McDonald's to Stress Low Prices Amid Slow Sales

NEW YORK -- McDonald's Corp. plans to be more aggressive in advertising low prices following a troubled third quarter, in which earnings fell 3.5 percent, reports the Wall Street Journal. The larger-than-expected drop is due to a sluggish economy and disappointing marketing campaign, and sales and earnings are expected to "remain pressured" over the next few quarters, according to the report.

"We face softening demand, heightened competition and rising costs in many of our markets," stated Chief Financial Officer Pete Bensen.
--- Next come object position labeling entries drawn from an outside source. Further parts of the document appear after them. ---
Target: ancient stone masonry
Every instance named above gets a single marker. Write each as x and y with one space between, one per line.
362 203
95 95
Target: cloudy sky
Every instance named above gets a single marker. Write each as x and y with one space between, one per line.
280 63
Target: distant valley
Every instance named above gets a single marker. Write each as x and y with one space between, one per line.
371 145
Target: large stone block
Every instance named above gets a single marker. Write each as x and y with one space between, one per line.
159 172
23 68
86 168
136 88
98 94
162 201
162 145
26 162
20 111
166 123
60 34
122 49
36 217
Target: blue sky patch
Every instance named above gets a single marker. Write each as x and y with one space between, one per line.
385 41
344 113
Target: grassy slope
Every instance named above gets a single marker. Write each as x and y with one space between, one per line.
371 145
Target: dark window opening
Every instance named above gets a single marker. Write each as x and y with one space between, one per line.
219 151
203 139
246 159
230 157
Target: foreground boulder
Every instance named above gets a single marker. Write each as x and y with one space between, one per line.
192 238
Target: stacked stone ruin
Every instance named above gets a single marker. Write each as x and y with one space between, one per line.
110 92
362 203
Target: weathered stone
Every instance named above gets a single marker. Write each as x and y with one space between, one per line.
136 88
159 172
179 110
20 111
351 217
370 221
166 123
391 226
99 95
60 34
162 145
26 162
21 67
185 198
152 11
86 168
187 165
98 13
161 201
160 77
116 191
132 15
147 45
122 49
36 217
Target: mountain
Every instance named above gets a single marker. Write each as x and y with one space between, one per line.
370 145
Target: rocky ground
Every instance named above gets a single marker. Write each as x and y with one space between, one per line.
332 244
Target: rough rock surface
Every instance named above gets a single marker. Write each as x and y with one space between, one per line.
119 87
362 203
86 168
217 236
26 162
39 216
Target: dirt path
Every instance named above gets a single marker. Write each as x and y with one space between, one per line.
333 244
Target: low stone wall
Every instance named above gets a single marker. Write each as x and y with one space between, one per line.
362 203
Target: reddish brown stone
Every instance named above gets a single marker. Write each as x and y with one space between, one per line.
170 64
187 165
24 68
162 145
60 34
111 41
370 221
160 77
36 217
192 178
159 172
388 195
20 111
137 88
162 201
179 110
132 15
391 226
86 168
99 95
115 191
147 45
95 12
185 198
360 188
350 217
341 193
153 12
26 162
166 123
The fast food giant is reportedly struggling more now than it did three years ago because the economic downturn is more widespread and its competition is working harder to catch up. Additionally, customers tend to order fewer extras such as drinks, desserts, and premium items, which have higher profit margins. Consumers also go out to eat less frequently.

Chief Executive Don Thompson stated that McDonald's focus on promoting higher-priced "Extra Value Menu" instead of the "Dollar Menu" within the U.S. did not "resonate as strongly" with customers.

"We're going back to talk of the Dollar Menu," Thompson said.

McDonald's is losing momentum worldwide, and same-store sales have declined by the largest amounts since April 2003, according to Thompson. "It's been very rare that we've ever seen all of our major markets experiencing the impact of these kind of global economies at the same time," he noted.

However, the company expects sales for the whole quarter to improve, partially due to the December arrival of the popular McRib sandwich. Its goal is to gain more customer loyalty through lower prices, giving it a larger consumer base and more ability to raise prices when the economic outlook improves.

"Clearly, we'd love to be able to see more sales, and that will come in time, but right now it's about having more traffic and appealing to customers," Thompson said.

McDonald's reported a profit of $1.46 billion during Q3 2012, down from $1.51 billion during the same quarter one year earlier. Per-share profit slipped from $1.45 to $1.43 during the same time period, surprising analysts, the WSJ reported.